I'm not a huge fan of zucchini, but this dish was surprisingly good. The sauce is really what makes it.


gOD_of_Phancii
god_of_phancii@yahoo.com

This recipe is a keeper! I've made it several times now and it's always a hit. The zucchini is so flavorful and the sauce is addictive.


Kh Shanto
khs@yahoo.com

The zucchini was a bit bland, but the sauce was delicious. I think I'll try adding some more vegetables next time.


Krishna M thakuri
k-t13@gmail.com

Yum! This dish is a great way to use up summer zucchini.
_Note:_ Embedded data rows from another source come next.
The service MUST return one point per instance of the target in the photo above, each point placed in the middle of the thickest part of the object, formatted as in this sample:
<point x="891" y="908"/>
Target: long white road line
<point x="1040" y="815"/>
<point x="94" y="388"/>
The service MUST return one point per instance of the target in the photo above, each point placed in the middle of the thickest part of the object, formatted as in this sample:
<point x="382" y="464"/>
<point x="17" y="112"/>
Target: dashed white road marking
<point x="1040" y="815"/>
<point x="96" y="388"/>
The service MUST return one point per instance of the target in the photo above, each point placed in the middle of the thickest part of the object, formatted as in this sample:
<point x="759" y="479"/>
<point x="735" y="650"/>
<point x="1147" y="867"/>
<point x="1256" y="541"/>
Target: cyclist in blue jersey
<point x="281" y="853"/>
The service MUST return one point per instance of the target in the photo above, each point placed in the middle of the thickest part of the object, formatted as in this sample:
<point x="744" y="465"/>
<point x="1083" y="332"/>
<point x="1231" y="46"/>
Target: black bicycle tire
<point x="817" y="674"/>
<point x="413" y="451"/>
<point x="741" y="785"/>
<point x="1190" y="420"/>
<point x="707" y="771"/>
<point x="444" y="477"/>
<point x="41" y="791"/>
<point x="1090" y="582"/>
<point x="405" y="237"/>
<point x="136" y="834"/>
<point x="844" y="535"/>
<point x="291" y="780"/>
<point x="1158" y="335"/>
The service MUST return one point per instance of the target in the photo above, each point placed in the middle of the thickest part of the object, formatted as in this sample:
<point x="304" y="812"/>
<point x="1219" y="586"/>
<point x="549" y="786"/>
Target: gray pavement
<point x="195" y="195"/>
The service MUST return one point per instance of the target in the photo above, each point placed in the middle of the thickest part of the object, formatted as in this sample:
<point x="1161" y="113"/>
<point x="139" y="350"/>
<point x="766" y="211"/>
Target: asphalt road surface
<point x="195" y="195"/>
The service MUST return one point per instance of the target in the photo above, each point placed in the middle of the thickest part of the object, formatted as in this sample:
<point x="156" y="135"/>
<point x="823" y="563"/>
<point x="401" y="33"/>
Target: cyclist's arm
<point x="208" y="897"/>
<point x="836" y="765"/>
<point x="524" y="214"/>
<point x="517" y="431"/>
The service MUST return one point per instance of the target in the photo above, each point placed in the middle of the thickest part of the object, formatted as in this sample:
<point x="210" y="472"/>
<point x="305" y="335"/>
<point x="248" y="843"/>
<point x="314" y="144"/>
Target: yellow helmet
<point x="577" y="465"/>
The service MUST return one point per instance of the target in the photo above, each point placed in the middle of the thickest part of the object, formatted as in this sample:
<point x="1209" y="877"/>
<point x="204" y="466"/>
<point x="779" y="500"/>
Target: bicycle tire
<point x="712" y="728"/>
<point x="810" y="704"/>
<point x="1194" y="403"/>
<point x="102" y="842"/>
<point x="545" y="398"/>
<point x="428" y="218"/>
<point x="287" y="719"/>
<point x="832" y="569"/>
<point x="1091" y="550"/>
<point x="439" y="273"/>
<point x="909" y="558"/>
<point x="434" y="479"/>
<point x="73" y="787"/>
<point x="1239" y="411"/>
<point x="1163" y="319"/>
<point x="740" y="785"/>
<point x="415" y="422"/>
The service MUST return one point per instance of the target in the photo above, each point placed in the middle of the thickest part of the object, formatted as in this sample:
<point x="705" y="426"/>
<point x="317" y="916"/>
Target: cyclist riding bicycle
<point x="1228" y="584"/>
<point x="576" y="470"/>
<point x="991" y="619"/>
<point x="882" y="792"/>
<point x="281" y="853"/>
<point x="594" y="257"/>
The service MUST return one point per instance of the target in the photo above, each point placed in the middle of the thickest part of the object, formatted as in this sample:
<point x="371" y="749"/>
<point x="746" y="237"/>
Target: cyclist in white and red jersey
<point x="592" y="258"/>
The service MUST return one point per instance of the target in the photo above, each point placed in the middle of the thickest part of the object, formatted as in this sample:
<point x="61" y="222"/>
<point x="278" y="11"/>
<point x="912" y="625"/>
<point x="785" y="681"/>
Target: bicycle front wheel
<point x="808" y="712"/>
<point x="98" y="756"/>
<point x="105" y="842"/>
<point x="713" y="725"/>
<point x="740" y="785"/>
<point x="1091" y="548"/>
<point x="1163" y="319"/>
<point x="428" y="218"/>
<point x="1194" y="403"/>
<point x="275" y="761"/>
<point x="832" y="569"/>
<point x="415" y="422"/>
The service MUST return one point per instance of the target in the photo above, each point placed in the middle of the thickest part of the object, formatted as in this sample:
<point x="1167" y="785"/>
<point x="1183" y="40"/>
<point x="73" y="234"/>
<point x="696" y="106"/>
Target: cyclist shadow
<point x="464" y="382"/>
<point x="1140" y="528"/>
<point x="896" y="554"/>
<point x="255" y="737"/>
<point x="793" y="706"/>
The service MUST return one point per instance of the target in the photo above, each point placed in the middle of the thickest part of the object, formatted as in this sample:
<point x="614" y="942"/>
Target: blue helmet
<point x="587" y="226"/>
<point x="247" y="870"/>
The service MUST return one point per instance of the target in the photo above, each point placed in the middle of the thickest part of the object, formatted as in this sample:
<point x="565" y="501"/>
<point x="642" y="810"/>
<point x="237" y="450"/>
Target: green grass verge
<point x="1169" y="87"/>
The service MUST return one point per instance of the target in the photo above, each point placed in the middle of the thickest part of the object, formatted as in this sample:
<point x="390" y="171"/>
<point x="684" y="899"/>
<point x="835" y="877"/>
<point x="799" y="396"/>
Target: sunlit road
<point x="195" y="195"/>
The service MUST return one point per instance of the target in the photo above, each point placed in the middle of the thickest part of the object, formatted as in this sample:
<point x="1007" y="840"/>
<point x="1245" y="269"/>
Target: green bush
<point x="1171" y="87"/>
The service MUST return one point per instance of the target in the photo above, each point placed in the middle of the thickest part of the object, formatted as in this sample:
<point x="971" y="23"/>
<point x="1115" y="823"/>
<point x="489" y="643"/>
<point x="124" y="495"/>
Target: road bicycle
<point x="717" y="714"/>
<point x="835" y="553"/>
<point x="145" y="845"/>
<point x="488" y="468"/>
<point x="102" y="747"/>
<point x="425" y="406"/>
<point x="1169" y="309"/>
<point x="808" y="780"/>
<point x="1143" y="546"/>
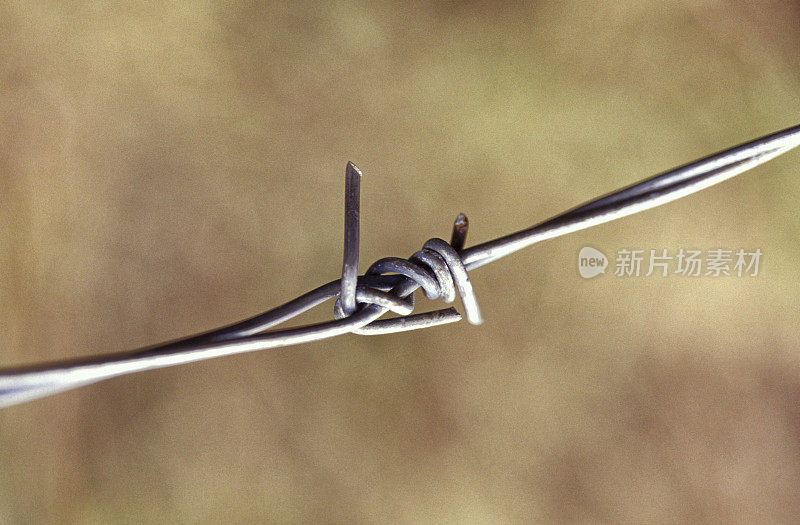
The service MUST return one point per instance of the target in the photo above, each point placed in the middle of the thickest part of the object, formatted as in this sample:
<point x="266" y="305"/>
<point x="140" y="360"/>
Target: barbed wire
<point x="440" y="268"/>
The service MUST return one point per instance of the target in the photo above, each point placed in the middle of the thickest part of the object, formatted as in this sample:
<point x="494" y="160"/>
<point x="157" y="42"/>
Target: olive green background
<point x="169" y="168"/>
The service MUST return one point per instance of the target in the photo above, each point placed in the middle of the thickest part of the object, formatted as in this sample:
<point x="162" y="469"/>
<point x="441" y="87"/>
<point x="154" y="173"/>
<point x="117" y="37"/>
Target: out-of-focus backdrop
<point x="170" y="168"/>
I love the combination of sweet and spicy flavors.


Emmanuel McDougal
m37@yahoo.com

Easy to make and incredibly tasty! I used a little less gochujang than the recipe called for, but it still had plenty of heat. The zucchini was cooked perfectly and the flavors were well-balanced.


Roster SAZZAD
sroster45@yahoo.com

This Korean-style zucchini dish was a hit! The zucchini was perfectly cooked, with a slight crunch and a delicious spicy flavor. I served it over rice and it was the perfect meal for a busy weeknight.